However, biochemical consequences can result from changes in reaction thermodynamics. Fundamentally, according to Le Chatelier’s principle, pressure can influence volume change (𝛥𝑉) in a reaction. Consequently, high pressure can inhibit a reaction which would be accompanied by a positive 𝛥𝑉, such as one forming gas, and can enhance a reaction which would be accompanied by a negative 𝛥𝑉. Thus, although temperature has a broader impact on such reactions, pressure holds different influences: while increased temperature induces acceleration of a biochemical reaction, pressure can either accelerate, inhibit, or have no effect on the reaction, according to the associated volume changes (Abe and Horikoshi, 2001).
The expression of Gibbs free energy (𝛥𝐺) implies a dependence on pressure (see detailed formulas in (Amend and Shock, 2001)). In the shallow layers of the ocean, i.e. at lower pressure ranges (typically 0.1 to 10 MPa, corresponding to hundreds of meters of water column), the effect of pressure on 𝛥𝐺 can be ignored. However, for piezophilic life, where optimal pressures for growth are rather in the dozens MPa, the impact of pressure on biochemical reactions should be acknowledged.
High pressure effects on piezosensitive and piezophilic organisms
Note: The bibliographical work implied in this 2nd section will be valorized and published within a book chapter on the microbiology of piezophiles (see BOOK CHAPTERS IN PREPARATION, P. 345). From those fundamental changes, many functional differences are induced over biological systems at high pressure. Piezophiles must cope with those extreme conditions, and those adaptations have led to several studies, while some of the exact mechanisms involved are yet to be determined.
Effects on proteins
The major effects of high pressure on proteins are compression and unfolding, which possibly lead to modulation or impairment of their functions (Bridgman, 1914; Ichiye, 2018). Multimeric proteins, such as ribosomes, can dissociate under high pressure, which may be a major reason for piezosensitivity (Gross and Jaenicke, 1994; Mozhaev et al., 1996). When pressure increases, proteins can either stabilize or weaken (Abe and Horikoshi, 2001; Boonyaratanakornkit et al., 2002; Chen and Makhatadze, 2017). For example, in Methanocaldococcus jannaschii, a piezophilic model, pressure stabilizes hydrogenases, but acts oppositely on homologs of the same order, in Methanotorris igneus, a strain isolated from shallow areas (Hei and Clark, 1994). Glutamate dehydrogenase from T. litoralis is stabilized by high pressure (Sun et al., 2001). DNA polymerases from Pyrococcus and Thermus species are stabilized at high pressure (Summit et al., 1998).
Effects on nucleic acids
In the range of known biotopes, DNA double-helixes are not very sensitive to pressure variations, probably as the hydrogen bonds, when disrupted, are associated to very small volume changes, positive up to 600 MPa as experimentally calculated with Clostridium perfringens DNA. High pressure, as encountered in known biotopes, thus stabilizes DNA structure (Girard et al., 2007; Hawley and Macleod, 1974; Macgregor, 1998; Wilton et al., 2008). The effects induced by pressure were also shown to depend on temperature and on melting temperature of DNA. With a Tm less than 50 °C, increased pressures destabilize DNA, but hold opposite effects when Tm are above 50 °C (Dubins et al., 2001). Spatial conformation could be impacted: high pressure, as encountered by piezophiles, experimentally shown to increase supercoiling of circular DNA, and to favor B conformation over Z conformation (although higher pressures might be required) (MacGregor and Chen, 1990; Tang et al., 1998) (FIGURE 10).

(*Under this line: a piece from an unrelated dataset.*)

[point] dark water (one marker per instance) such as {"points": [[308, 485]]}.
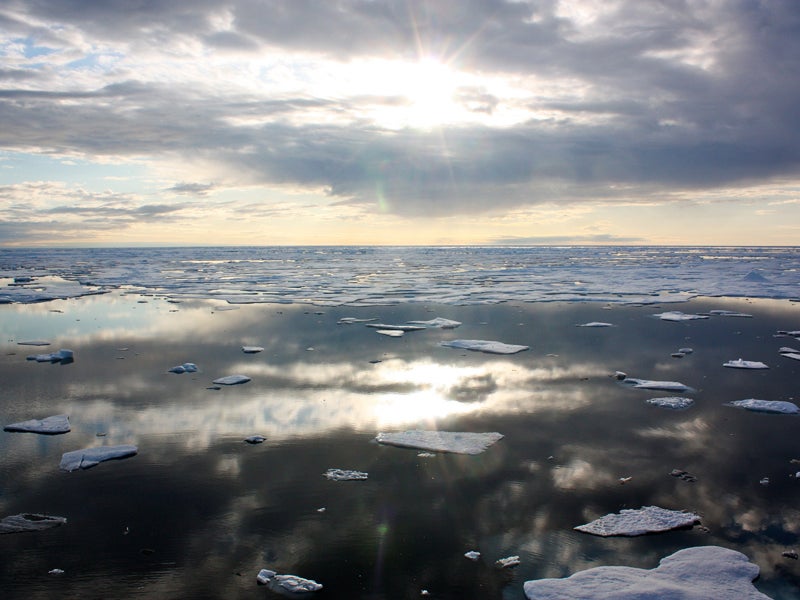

Effects on lipids and membranes
Unlike nucleic acids, lipids are very sensitive to pressure, even in the living range of microorganisms. Such conditions raise the phase transition temperature (Tm) of the membrane (from liquid to gel) and encourage packing, which impairs lipid motion, and thus hinders membrane functionality. Lipids, being amphiphilic, can self-assemble; and an increased pressure leads to induced chain ordering, possibly leading to thicker membranes (FIGURE 11). This effect on membrane fluidity could be comparable to the application of low temperatures, and necessitates homeoviscous adaptation (Sinensky, 1974; Skanes et al., 2006; Winter and Jeworrek, 2009). It influences the curvature of a lipid membrane, as well as the structure of the bilayer itself, changing its micromechanic properties (Brooks, 2014; Salvador-Castell et al., 2020). Many proteins are associated to lipid membranes, and pressure can affect lipid-protein structures and interactions (Brooks, 2014; Lee, 2004).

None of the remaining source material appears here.